ジュンは女みたいな顔でキレイな分、俺よりもひどい目に遭ってた・・・って、
こんな話、興味無いよな、ごめん。まあ、昔のことだけどな」
わたしはあまりにもサラリと語られる壮絶な話に息をのむ。
ガラス張りの壁越しに、雪は勢いを増して降り積もっていく。
「いや、それでもさあ、なんていうの、生きてるとそれなりに楽しいこともあるんだよな。
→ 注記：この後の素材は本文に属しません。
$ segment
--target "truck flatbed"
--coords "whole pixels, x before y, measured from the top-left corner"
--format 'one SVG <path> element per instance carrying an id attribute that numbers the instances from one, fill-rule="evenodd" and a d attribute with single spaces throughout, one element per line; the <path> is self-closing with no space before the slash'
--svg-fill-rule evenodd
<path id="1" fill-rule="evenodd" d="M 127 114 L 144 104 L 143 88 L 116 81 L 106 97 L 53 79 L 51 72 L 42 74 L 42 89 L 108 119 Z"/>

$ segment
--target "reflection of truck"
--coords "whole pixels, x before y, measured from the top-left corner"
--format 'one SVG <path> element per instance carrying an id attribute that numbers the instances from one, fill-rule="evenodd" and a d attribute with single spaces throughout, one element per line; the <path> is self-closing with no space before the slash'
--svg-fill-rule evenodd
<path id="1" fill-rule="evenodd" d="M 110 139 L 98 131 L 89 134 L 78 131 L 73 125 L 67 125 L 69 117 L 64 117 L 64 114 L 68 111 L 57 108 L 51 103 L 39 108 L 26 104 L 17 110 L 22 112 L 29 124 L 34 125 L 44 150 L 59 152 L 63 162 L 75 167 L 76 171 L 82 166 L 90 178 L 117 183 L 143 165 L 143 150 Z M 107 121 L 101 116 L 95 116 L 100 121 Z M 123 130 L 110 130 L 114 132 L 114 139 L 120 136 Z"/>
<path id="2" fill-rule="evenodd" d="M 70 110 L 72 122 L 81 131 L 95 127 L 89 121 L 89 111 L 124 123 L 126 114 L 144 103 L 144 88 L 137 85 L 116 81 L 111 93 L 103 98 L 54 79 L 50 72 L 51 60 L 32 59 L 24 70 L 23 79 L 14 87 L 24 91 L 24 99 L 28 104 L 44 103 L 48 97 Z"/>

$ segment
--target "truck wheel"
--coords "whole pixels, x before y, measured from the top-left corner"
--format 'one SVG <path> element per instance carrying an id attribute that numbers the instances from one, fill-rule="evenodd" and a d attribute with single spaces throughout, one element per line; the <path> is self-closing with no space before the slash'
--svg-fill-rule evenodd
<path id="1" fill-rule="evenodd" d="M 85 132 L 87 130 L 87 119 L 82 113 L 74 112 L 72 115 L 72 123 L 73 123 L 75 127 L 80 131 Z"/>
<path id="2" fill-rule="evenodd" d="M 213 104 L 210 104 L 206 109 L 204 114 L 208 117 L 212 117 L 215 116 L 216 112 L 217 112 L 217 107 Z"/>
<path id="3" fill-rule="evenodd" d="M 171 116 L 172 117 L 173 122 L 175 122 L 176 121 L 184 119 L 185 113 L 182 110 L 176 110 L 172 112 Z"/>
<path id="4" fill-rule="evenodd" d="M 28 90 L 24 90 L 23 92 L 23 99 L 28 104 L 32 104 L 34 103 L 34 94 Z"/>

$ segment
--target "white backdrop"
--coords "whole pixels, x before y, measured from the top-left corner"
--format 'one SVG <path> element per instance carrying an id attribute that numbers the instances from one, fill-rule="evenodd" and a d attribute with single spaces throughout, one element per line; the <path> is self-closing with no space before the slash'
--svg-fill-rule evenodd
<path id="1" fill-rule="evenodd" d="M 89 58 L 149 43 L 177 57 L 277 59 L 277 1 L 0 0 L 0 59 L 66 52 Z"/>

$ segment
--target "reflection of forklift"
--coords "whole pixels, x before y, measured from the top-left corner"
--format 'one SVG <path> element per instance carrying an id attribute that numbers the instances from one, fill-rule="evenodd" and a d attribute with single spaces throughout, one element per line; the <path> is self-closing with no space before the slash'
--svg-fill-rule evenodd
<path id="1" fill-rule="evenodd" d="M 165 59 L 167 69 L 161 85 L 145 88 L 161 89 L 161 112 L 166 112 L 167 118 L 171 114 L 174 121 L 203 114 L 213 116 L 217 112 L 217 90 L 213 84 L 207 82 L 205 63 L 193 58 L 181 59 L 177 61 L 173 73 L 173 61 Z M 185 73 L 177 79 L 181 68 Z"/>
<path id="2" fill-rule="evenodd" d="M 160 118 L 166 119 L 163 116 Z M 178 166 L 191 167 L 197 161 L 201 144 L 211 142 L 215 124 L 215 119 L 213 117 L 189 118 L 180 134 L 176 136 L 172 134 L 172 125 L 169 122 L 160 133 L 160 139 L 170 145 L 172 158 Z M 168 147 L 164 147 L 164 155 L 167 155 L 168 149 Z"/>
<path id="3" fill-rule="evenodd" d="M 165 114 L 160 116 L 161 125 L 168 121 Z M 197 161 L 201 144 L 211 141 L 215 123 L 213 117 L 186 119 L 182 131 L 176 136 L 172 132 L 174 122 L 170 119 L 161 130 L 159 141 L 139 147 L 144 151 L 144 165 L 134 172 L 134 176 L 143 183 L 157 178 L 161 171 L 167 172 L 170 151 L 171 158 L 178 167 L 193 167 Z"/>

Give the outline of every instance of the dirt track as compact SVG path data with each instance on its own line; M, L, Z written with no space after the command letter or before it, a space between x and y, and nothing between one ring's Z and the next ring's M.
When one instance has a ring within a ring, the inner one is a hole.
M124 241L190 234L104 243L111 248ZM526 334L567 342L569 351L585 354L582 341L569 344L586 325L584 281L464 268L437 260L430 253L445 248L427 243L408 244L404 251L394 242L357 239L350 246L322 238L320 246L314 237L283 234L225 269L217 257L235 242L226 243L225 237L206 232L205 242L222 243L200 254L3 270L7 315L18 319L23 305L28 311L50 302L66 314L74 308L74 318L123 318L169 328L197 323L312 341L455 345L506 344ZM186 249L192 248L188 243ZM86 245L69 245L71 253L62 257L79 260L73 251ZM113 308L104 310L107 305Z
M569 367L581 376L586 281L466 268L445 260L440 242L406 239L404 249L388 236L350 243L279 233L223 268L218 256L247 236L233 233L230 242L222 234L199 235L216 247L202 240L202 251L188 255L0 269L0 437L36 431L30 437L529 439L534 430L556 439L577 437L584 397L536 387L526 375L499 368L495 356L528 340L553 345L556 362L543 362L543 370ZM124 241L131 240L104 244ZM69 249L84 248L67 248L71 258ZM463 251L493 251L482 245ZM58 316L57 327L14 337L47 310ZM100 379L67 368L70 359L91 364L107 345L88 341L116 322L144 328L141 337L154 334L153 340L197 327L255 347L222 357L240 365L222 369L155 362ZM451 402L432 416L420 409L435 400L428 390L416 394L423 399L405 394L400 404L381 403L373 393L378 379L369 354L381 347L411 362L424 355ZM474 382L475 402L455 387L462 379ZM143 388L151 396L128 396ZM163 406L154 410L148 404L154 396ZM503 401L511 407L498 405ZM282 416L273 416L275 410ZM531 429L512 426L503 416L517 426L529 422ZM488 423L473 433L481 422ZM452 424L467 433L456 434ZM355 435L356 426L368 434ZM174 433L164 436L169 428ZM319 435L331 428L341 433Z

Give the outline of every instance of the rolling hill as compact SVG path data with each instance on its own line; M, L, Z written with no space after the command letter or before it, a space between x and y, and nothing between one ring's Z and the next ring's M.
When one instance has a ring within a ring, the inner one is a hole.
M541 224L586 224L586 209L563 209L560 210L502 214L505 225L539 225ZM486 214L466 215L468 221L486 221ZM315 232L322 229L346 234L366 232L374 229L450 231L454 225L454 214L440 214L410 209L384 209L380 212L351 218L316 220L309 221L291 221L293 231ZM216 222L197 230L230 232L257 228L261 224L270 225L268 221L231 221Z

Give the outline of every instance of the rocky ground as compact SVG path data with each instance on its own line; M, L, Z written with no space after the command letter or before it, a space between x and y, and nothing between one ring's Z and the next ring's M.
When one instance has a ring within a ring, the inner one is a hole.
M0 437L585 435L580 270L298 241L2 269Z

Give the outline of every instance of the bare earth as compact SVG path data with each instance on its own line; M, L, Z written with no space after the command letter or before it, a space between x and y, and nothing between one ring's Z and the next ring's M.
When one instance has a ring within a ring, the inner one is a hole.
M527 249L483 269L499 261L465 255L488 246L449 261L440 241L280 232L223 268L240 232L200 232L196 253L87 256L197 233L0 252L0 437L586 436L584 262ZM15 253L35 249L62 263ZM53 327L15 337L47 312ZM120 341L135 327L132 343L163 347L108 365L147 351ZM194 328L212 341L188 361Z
友達と馬鹿騒ぎしたり、こう、俺は花が好きだから花屋になろうと思ったんだけど、
やっていくなかでそれなりに人生って捨てたもんじゃねえなって、思うときがあるんだ」
ぽつりぽつりと語られる花屋の話は、ぐいぐいとわたしを引き込んでいく。
サトシは目を優しげに細めて話し続ける。
「あんた、たぶん俺よりずっと年上だろ?生意気なこと言うみたいだけどさ、
やっぱり、いま死のうなんて、ちょっともったいないよ」
もったいない、か。心の中でその言葉を反芻する。
「そんな見る目のない男なんかじゃなくて、来年にはものすごいイイ男をつかまえてるかもしれないし」
サトシの言葉に、わたしは思わず笑った。
そして後に続けて、
「そうね、宝くじに当たっちゃうかもしれないしね」
と言ってやる。
「そうそう、スカウトされてスーパーモデルになるかもしれないし」
「歌手になって大成功するかもよ」
「落ちてたハンカチひろったら、それが実はアラブの大金持ちの王子様のもので」
「そうそう、玉の輿まっしぐらね」
ふたりで声をそろえて笑った。
ああ、今日はなんていう1日だろう。
朝からウキウキしたりびっくりしたり、泣いたり笑ったり。
いつのまにか気分はすっかり良くなって、わずかではあるけれど、
自分の中に気力のようなものが戻ってきているのに気がついた。
サトシは思い出したように、店の隅に置いてある小さな鉢植えを持ってきた。
「これさ、よかったら持って帰ってよ」
鉢植えには土が入っているだけに見える。
「なに?これ」
「土の中に球根うえてあるからさ、水だけやっていれば春になったら花が咲く。
だからそれまで、ちょっと試しに頑張って生きてみなよ」
春。そのころには、わたしは今よりも人生を楽しんでいるのだろうか。
わたしはお礼を言って、鉢植えを受け取った。
「今日は、急にごめんなさいね。・・・また来てもいいかな」
わたしの言葉に花屋は笑う。
「ここは花屋だからな。お客さんならいつでも大歓迎」
「わかった。次は恋人ができたら、彼の誕生日には必ずここでお花を買うわ」
「それは楽しみだな。100本ほどの薔薇の花束、用意しておきますよ、お客様」
サトシがうやうやしく頭を下げる。
まったく、面白い子。
わたしは背筋をピンと伸ばして、自慢のハイヒールの踵を鳴らしながら店を出た。
灰色の空に雪はまだ降り続いている。両手を上にあげて背伸びをする。
ああ、なんだかスッキリした。あの年下の男の子たちに感謝しなくては。
わたしは雪に濡れたアスファルトの上をゆっくりと歩き出す。
なにか素敵なことがまっているかもしれない、明日に向かって。